An industry for the future - forestry is one of the great hopes for development in the Gisborne and East Coast area and has only begun to realise its potential.
Latest official figures show the planted area in Gisborne and the East Coast at 157,545 hectares.
Last year there were 1700 people directly employed in forestry, a figure believed to have fallen to about 1500 this year due to tough market conditions.
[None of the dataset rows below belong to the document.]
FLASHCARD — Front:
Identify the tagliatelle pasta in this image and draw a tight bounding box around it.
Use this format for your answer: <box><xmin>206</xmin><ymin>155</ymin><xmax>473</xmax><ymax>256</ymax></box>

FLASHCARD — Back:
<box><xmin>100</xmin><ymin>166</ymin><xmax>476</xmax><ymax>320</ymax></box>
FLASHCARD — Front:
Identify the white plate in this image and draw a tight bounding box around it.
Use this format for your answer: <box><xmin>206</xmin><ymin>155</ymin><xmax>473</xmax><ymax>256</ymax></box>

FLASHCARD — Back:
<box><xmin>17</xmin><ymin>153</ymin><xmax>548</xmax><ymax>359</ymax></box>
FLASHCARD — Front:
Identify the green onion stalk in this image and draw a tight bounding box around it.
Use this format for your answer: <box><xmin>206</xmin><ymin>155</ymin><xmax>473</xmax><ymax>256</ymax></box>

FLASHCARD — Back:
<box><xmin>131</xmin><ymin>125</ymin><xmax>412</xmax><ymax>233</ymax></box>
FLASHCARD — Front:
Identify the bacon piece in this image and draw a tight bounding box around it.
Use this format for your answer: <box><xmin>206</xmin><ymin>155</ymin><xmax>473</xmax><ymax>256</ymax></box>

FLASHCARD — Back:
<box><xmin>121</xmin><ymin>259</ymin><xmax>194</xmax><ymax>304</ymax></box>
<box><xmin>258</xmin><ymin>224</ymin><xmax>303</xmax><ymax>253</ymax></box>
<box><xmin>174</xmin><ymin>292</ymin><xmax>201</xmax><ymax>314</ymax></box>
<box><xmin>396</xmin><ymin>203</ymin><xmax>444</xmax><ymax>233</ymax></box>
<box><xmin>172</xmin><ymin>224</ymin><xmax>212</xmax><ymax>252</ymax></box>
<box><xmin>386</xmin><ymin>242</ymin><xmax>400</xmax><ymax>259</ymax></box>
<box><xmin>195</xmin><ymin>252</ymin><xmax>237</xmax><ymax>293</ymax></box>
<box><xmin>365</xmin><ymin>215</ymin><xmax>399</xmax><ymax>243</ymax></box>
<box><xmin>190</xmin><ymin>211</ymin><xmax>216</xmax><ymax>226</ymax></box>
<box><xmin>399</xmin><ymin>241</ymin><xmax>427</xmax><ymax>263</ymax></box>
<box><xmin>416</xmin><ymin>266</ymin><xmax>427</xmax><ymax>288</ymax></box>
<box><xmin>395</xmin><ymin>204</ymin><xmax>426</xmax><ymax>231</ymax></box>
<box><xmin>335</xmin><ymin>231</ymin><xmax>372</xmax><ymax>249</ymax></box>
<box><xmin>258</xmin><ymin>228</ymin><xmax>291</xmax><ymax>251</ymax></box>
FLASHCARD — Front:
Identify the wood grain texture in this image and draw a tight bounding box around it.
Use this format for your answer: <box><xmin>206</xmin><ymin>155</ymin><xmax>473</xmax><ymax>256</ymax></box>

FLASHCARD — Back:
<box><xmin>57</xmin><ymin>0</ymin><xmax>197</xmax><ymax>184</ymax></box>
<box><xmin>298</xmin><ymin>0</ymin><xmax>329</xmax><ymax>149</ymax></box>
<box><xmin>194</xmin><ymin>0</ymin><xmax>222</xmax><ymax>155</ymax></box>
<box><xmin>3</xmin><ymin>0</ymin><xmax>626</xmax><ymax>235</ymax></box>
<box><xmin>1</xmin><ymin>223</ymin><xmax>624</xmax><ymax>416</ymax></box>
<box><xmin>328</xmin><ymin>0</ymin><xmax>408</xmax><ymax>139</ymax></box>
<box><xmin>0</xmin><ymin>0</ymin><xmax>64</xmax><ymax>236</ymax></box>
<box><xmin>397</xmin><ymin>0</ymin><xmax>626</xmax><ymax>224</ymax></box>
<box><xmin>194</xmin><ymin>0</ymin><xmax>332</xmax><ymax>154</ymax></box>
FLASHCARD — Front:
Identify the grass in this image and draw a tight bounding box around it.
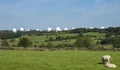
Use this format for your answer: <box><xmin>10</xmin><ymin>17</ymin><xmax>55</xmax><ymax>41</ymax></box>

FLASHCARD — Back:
<box><xmin>84</xmin><ymin>32</ymin><xmax>106</xmax><ymax>37</ymax></box>
<box><xmin>8</xmin><ymin>33</ymin><xmax>78</xmax><ymax>46</ymax></box>
<box><xmin>8</xmin><ymin>32</ymin><xmax>108</xmax><ymax>48</ymax></box>
<box><xmin>0</xmin><ymin>50</ymin><xmax>119</xmax><ymax>70</ymax></box>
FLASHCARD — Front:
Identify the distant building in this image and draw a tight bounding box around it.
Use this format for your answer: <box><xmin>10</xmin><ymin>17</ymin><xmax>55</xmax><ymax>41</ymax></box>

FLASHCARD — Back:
<box><xmin>36</xmin><ymin>28</ymin><xmax>39</xmax><ymax>31</ymax></box>
<box><xmin>26</xmin><ymin>29</ymin><xmax>30</xmax><ymax>31</ymax></box>
<box><xmin>72</xmin><ymin>27</ymin><xmax>76</xmax><ymax>30</ymax></box>
<box><xmin>56</xmin><ymin>27</ymin><xmax>62</xmax><ymax>32</ymax></box>
<box><xmin>101</xmin><ymin>26</ymin><xmax>105</xmax><ymax>29</ymax></box>
<box><xmin>64</xmin><ymin>27</ymin><xmax>68</xmax><ymax>31</ymax></box>
<box><xmin>12</xmin><ymin>28</ymin><xmax>17</xmax><ymax>33</ymax></box>
<box><xmin>89</xmin><ymin>27</ymin><xmax>94</xmax><ymax>29</ymax></box>
<box><xmin>47</xmin><ymin>27</ymin><xmax>52</xmax><ymax>32</ymax></box>
<box><xmin>20</xmin><ymin>27</ymin><xmax>25</xmax><ymax>31</ymax></box>
<box><xmin>39</xmin><ymin>29</ymin><xmax>42</xmax><ymax>31</ymax></box>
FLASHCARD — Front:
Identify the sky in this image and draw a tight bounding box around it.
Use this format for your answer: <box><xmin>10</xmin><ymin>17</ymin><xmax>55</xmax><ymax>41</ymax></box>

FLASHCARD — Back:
<box><xmin>0</xmin><ymin>0</ymin><xmax>120</xmax><ymax>30</ymax></box>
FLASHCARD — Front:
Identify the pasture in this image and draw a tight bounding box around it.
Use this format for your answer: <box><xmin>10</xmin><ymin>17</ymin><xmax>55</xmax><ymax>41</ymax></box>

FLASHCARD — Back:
<box><xmin>8</xmin><ymin>32</ymin><xmax>106</xmax><ymax>47</ymax></box>
<box><xmin>0</xmin><ymin>50</ymin><xmax>119</xmax><ymax>70</ymax></box>
<box><xmin>8</xmin><ymin>33</ymin><xmax>78</xmax><ymax>46</ymax></box>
But the industry still expects that figure will rise to 2500 as more forests reach production level and processing increases.
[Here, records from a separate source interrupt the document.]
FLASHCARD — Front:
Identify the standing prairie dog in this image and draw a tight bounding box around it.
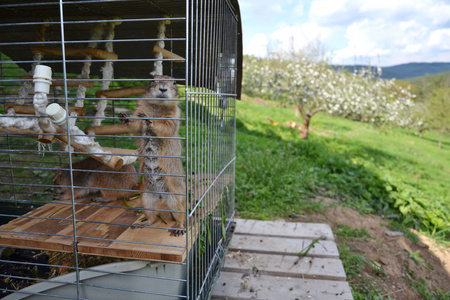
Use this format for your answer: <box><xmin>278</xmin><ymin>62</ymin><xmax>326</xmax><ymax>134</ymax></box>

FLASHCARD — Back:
<box><xmin>53</xmin><ymin>157</ymin><xmax>139</xmax><ymax>202</ymax></box>
<box><xmin>119</xmin><ymin>75</ymin><xmax>186</xmax><ymax>236</ymax></box>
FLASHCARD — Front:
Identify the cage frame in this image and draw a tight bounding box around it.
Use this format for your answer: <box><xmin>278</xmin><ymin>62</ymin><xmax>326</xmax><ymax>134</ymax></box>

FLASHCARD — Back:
<box><xmin>0</xmin><ymin>0</ymin><xmax>241</xmax><ymax>299</ymax></box>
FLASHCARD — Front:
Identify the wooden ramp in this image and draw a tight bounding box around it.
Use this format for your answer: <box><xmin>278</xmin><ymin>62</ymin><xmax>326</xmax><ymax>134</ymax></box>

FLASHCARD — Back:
<box><xmin>211</xmin><ymin>219</ymin><xmax>354</xmax><ymax>300</ymax></box>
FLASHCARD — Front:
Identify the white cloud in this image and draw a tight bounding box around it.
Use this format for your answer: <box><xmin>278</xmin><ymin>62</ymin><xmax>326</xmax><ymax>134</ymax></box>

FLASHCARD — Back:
<box><xmin>404</xmin><ymin>44</ymin><xmax>422</xmax><ymax>54</ymax></box>
<box><xmin>268</xmin><ymin>22</ymin><xmax>332</xmax><ymax>55</ymax></box>
<box><xmin>292</xmin><ymin>2</ymin><xmax>305</xmax><ymax>18</ymax></box>
<box><xmin>310</xmin><ymin>0</ymin><xmax>360</xmax><ymax>26</ymax></box>
<box><xmin>427</xmin><ymin>29</ymin><xmax>450</xmax><ymax>50</ymax></box>
<box><xmin>240</xmin><ymin>0</ymin><xmax>450</xmax><ymax>65</ymax></box>
<box><xmin>244</xmin><ymin>33</ymin><xmax>269</xmax><ymax>57</ymax></box>
<box><xmin>321</xmin><ymin>0</ymin><xmax>450</xmax><ymax>65</ymax></box>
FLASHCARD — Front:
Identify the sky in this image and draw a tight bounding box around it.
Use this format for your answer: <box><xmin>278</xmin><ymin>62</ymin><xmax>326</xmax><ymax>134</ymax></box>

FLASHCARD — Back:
<box><xmin>238</xmin><ymin>0</ymin><xmax>450</xmax><ymax>67</ymax></box>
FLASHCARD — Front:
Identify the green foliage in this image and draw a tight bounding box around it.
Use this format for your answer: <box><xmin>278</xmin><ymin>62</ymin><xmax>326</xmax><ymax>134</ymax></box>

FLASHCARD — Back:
<box><xmin>411</xmin><ymin>73</ymin><xmax>450</xmax><ymax>142</ymax></box>
<box><xmin>235</xmin><ymin>100</ymin><xmax>450</xmax><ymax>243</ymax></box>
<box><xmin>335</xmin><ymin>224</ymin><xmax>373</xmax><ymax>241</ymax></box>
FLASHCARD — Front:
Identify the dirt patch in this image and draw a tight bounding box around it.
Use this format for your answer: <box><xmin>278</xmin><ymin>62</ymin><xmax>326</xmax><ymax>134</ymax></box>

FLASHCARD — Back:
<box><xmin>288</xmin><ymin>205</ymin><xmax>450</xmax><ymax>299</ymax></box>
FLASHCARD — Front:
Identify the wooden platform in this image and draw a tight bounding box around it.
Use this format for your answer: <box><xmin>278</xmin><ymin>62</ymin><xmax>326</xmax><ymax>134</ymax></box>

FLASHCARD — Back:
<box><xmin>0</xmin><ymin>174</ymin><xmax>232</xmax><ymax>264</ymax></box>
<box><xmin>0</xmin><ymin>198</ymin><xmax>188</xmax><ymax>263</ymax></box>
<box><xmin>211</xmin><ymin>219</ymin><xmax>354</xmax><ymax>300</ymax></box>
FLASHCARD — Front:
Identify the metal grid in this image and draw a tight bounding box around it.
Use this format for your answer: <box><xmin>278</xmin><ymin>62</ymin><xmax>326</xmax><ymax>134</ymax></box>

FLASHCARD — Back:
<box><xmin>0</xmin><ymin>0</ymin><xmax>240</xmax><ymax>299</ymax></box>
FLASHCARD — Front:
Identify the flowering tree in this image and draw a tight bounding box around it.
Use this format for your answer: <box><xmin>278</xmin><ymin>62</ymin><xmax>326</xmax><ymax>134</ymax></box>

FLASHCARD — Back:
<box><xmin>328</xmin><ymin>68</ymin><xmax>416</xmax><ymax>127</ymax></box>
<box><xmin>243</xmin><ymin>55</ymin><xmax>335</xmax><ymax>138</ymax></box>
<box><xmin>243</xmin><ymin>54</ymin><xmax>416</xmax><ymax>139</ymax></box>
The annual harvest stands at about 800,000 tonnes a year, slightly down from 1.2 million tonnes, and the processing figure is about 310,000 tonnes.
The latter figure is expected to rise sharply in the next two years when Hikurangi Forest Farms proceeds with its plans for a major plant.
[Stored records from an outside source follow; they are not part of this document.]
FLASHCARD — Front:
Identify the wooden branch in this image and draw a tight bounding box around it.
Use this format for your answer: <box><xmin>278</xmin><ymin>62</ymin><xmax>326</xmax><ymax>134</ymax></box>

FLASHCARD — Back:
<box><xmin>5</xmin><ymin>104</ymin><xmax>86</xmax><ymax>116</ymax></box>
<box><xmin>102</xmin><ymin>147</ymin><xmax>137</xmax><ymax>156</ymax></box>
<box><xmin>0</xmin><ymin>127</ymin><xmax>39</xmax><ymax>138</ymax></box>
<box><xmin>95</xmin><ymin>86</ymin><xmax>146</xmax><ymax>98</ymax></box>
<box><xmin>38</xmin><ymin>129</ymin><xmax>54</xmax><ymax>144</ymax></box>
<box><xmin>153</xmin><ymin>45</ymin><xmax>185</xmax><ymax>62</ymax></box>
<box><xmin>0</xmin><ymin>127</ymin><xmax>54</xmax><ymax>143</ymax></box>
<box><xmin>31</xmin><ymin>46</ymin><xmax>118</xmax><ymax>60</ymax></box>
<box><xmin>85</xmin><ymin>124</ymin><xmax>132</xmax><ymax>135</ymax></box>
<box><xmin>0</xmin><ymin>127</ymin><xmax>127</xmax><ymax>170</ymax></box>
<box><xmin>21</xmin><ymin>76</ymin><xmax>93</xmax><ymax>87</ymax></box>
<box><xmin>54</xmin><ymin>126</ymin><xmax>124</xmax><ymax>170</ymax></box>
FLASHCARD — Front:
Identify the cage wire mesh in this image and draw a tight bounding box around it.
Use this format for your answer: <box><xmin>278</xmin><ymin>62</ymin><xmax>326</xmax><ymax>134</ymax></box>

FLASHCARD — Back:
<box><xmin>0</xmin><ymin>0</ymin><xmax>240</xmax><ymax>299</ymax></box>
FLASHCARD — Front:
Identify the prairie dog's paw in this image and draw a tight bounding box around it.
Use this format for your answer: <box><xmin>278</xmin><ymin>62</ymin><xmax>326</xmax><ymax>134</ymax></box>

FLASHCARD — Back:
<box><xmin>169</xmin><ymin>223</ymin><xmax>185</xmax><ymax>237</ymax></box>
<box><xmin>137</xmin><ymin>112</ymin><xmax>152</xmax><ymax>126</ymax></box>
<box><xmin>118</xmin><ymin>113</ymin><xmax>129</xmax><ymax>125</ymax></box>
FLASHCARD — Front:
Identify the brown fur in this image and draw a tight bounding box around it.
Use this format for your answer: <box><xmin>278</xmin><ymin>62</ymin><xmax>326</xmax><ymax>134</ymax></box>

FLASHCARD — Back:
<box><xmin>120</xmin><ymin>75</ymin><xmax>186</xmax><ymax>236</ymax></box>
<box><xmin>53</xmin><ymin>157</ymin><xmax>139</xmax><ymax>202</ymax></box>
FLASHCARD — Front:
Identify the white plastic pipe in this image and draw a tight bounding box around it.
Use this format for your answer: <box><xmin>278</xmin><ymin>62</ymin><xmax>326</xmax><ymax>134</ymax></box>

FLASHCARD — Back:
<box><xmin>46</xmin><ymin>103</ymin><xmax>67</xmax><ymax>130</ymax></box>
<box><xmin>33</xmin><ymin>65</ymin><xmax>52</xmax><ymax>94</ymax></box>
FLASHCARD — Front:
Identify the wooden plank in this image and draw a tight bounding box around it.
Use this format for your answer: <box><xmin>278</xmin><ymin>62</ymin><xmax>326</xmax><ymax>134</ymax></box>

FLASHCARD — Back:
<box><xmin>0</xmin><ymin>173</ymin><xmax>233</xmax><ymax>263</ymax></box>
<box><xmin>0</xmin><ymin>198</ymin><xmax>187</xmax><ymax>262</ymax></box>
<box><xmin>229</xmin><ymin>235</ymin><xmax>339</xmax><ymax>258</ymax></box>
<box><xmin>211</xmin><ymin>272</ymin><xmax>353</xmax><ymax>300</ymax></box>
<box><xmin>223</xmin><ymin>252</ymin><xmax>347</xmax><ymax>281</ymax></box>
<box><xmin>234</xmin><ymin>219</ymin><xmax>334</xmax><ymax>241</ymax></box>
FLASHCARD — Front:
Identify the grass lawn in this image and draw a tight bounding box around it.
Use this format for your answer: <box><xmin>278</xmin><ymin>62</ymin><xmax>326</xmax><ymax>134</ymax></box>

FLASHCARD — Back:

Greater processing is seen as the future for the industry and the solution to problems such as the present downturn in the price cycle for commodity products such as logs.
The national target for processing is 60 percent of the harvest, a goal that would be a huge economic boost for this region.
The basis of the industry here is a Californian import, pinus radiata, that comprises by far the majority of the planting.
In many ways forestry in the Gisborne-East Coast region owes its existence to erosion.
Wharerata was the first major forest, with planters actually travelling by rail to the site.
Mangatu Forest followed in 1961 but the real boost came in the mid-60s with the release of the Taylor Report on erosion.
The severe erosion problem on the East Coast was taken up by the then Minister of Forests Duncan MacIntyre, urged on by the local MP Esme Tombleson.
MacIntyre spent a day with a party of government officials and locals looking at the worst of the erosion in the Tapuaeroa Valley and that night at an historic meeting in the Uepohatu Hall outlined his dream of a forest "twice the size of Kaingaroa".
The first trees were planted at Ruatoria in 1969.
The history of forestry since has been one of swings and roundabouts.
For some years forestry was restricted by local government behind the famous "Blue line" shown in the Taylor Report.
Major developments included the demise of the Forest Service, which carried out all the early planting, the arrival of Juken Nissho in the early '90s - first buying the Wharerata and Patunamu Forest cutting rights and then building a major mill at Matawhero which processes about 230,000 tonnes a year - the sale of cutting rights to first Rayonier and then Huaguang, and the announcement just before the last election that Hikurangi Forest Farms also plans a major mill.
Present difficulties are seen as a temporary setback and forestry is expected to play a major part in the future prosperity of the region.